Revista Talentos

No, no era divertido en absoluto

Publicado el 28 noviembre 2016 por Joseoscarlopez
No, no era divertido en absoluto

Puso un estado en Facebook muy gracioso, o al menos a mí me lo parecía, no podía parar de reír, tardé un rato en dejar de hacerlo. Fui a darle al emoticono de medivierte, pero vi que nadie lo había hecho antes que yo: decenas de megusta, muchos, muchos meencanta, pero ningún medivierte. Y esto, claro, me hizo dudar. Pero, ¿por qué había de dudar? ¿No me había reído muchísimo? ¿Qué podían tener de malo todas esas risas mías, tan reparadoras y llenas de una sana franqueza? ¿Por qué, sin embargo, a nadie le pareció gracioso antes que a mí? Me retiré de la pantalla del ordenador, desorientado, y le di vueltas a todo aquello. Básicamente, volví a considerar aquel estado, era tan... Sí, lo era: gracioso, muy gracioso. Traté de recordar las palabras exactas y acabé regresando al ordenador. Lo releí y, antes de darme cuenta, ya estaba otra vez riendo, riendo sin parar. Me limpié las lágrimas que bañaban mis ojos de tanto reír y le di al medivierte sin pensarlo más. Después actualicé la página y traté de leer los nuevos estados de la gente, las nuevas noticias que los demás enlazaban y comentaban, las nuevas bromas y ocurrencias, las nuevas reflexiones al hilo de la actualidad o del azar en las vidas de mis contactos. Pero no podía dejar de pensar en ese estado. ¿Y si a los demás no les parecía gracioso? Una pregunta fuera de lugar, nadie había indicado que le divirtiese. Pero, ¿por qué? Busqué de nuevo aquel estado, quizás mi medivierte había animado a alguien más a secundarme. No, nadie lo había hecho. Algún nuevo megusta, creo, se había añadido a su marcador inferior. Tampoco puedo estar seguro. ¿A qué se debía esa tensión que, de pronto, parecía formarse en torno al estado? Pero se trataba de otra pregunta ociosa, pues ¿trataba de considerar que mi medivierte era responsable de alguna clase de tensión? Estaba llevando demasiado lejos mi imaginación, a todas luces delirante. Cerré definitivamente la página de Facebook y me levanté de la mesa dispuesto a enfrentar algunas de mis responsabilidades para el resto de la tarde. Las hice como pude. Sí, las hice. Pero sin dejar de pensar en aquel estado, en mi respuesta, probablemente inadecuada, a aquel estado. Más que inadecuada, fuera de lugar. Irresponsable, inaceptable, acaso monstruosa.

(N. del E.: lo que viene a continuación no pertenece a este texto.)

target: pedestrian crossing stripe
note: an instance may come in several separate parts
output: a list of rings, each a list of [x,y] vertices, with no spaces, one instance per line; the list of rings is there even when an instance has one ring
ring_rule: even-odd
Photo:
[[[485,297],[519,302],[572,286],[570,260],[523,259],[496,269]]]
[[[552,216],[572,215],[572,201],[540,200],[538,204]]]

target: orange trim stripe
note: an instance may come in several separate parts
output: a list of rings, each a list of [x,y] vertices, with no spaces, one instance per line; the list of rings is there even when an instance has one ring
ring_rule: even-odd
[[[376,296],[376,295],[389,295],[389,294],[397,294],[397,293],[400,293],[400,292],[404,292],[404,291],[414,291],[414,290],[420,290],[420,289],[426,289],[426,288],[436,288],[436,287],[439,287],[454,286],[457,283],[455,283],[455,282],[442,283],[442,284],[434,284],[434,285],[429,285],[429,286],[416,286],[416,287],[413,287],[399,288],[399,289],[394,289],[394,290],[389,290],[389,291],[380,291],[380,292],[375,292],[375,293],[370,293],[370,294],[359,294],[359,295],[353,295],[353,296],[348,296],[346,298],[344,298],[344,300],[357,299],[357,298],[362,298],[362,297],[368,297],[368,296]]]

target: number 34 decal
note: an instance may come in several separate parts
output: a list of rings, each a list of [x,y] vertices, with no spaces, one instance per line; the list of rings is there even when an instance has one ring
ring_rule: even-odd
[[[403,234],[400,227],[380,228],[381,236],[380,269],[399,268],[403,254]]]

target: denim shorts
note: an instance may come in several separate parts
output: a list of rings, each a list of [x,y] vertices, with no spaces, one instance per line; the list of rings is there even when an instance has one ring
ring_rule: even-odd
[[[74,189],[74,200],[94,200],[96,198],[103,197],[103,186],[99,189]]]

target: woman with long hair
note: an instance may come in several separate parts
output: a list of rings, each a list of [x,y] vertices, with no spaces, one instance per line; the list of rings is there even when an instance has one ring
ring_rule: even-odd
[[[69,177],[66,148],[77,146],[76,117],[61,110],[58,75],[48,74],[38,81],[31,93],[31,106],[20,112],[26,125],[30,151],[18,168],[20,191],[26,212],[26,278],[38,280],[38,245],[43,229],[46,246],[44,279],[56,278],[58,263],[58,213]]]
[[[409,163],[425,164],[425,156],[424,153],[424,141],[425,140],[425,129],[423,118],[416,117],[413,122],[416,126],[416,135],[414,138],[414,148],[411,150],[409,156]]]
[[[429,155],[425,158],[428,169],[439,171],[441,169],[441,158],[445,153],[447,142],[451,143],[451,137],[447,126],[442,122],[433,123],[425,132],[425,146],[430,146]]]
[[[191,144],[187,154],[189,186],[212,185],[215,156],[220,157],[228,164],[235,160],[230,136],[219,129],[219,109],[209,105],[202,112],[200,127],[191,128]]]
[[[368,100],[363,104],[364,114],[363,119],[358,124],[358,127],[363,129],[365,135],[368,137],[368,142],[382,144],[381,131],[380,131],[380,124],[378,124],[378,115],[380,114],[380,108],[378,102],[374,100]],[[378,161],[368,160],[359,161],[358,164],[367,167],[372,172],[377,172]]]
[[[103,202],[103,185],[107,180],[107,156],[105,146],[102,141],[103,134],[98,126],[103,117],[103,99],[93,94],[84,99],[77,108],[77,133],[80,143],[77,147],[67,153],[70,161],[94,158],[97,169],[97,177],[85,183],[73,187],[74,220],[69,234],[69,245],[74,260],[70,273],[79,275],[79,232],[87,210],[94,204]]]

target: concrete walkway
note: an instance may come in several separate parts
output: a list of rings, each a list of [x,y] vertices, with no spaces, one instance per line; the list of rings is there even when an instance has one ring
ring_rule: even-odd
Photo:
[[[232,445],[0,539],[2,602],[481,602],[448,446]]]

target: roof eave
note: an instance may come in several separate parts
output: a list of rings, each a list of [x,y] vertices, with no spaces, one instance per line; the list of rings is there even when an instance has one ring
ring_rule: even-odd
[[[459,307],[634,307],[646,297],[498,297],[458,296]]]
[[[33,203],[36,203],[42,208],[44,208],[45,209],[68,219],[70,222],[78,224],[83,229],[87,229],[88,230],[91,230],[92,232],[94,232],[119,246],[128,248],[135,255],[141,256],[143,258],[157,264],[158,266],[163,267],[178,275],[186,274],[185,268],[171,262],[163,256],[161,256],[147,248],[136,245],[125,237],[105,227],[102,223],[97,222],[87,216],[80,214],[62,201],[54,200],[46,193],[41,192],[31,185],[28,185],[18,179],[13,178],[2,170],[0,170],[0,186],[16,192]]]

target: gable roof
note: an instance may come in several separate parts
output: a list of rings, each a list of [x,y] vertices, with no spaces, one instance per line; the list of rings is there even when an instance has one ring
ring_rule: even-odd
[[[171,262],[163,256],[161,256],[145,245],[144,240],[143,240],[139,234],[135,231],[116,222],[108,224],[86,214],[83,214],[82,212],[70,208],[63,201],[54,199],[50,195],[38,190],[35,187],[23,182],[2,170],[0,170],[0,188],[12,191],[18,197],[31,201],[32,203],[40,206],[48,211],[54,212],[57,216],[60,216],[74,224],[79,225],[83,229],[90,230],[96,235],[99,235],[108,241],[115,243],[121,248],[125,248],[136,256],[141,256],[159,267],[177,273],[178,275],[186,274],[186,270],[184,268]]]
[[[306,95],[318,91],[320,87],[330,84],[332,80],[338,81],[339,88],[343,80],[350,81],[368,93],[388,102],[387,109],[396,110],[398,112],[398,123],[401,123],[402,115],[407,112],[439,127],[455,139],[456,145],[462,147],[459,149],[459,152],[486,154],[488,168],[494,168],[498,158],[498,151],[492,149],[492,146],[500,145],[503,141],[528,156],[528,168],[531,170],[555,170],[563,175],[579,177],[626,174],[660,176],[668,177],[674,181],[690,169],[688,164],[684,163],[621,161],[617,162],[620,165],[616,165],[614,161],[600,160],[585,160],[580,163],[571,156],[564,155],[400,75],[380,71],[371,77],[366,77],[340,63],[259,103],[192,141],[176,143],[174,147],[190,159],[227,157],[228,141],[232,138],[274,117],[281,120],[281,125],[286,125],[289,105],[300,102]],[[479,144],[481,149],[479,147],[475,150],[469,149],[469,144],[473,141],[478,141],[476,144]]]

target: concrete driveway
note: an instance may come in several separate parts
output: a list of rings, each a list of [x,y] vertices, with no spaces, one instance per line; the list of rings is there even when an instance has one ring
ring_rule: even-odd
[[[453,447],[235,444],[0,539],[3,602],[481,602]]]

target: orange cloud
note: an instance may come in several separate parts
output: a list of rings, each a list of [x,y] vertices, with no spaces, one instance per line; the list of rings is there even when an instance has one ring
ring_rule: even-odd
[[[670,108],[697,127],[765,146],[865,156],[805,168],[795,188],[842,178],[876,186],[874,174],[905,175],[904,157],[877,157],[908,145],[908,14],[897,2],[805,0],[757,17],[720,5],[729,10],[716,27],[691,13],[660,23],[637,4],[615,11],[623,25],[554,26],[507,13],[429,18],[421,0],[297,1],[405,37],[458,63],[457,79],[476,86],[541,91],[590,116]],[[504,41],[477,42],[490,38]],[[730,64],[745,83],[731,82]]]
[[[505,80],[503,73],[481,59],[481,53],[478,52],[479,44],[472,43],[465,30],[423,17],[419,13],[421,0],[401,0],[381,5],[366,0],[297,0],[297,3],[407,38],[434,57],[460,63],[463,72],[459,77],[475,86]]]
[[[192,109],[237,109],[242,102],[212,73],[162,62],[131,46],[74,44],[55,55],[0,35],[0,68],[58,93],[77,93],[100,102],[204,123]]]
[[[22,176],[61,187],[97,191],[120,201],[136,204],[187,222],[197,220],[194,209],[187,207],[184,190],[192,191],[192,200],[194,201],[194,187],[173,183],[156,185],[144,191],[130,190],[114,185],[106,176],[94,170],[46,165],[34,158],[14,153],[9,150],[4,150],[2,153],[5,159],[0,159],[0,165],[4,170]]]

   Son ya más de las tres de la mañana y sigo aquí delante del ordenador. Con la página de Facebook abierta por aquel estado en cuyo marcador mi mirada vidriosa sigue fija, esperando inútilmente la llegada de otro medivierte, siquiera de alguna otra reacción más ajustada a su verdadera intención, más normal, que reanude la actividad de unas palabras que solo yo debo de haber malentendido y, por lo tanto, arruinado. Pero sigue pasando el tiempo y nada de esto sucede. Pasan ya de las cuatro de la mañana. De hecho, queda muy poco para que el reloj marque las cinco de la mañana. Tal y como ha ido desarrollándose la madrugada, sé que pronto serán las seis, las siete de la mañana. Y llegará así el momento de marcharme al trabajo, y no habré dormido nada. ¿Cómo podré explicar allí el motivo de mi desazón, que me haya presentado hoy en estas condiciones lamentables? Seguramente llevaré marcados en la cara los motivos de mi vergüenza y mi ignominia, aquella a la que he arrastrado al inocente autor de ese estado y también al resto de sus contactos que, inadvertidos, reaccionaron ante él con despreocupación, según el verdadero sentido de aquellas palabras, antes de que yo haya destruido para siempre, como en un juego de fichas de dominó terrorífico, su crédito y sus vidas. Dudo que nadie vaya a perdonar la monstruosidad en la que voy a vivir sumido a partir de ahora, después de haberle dado de forma tan irresponsable, tan irreparable, a ese estúpido y lamentable, sonriente y demoníaco emoticono.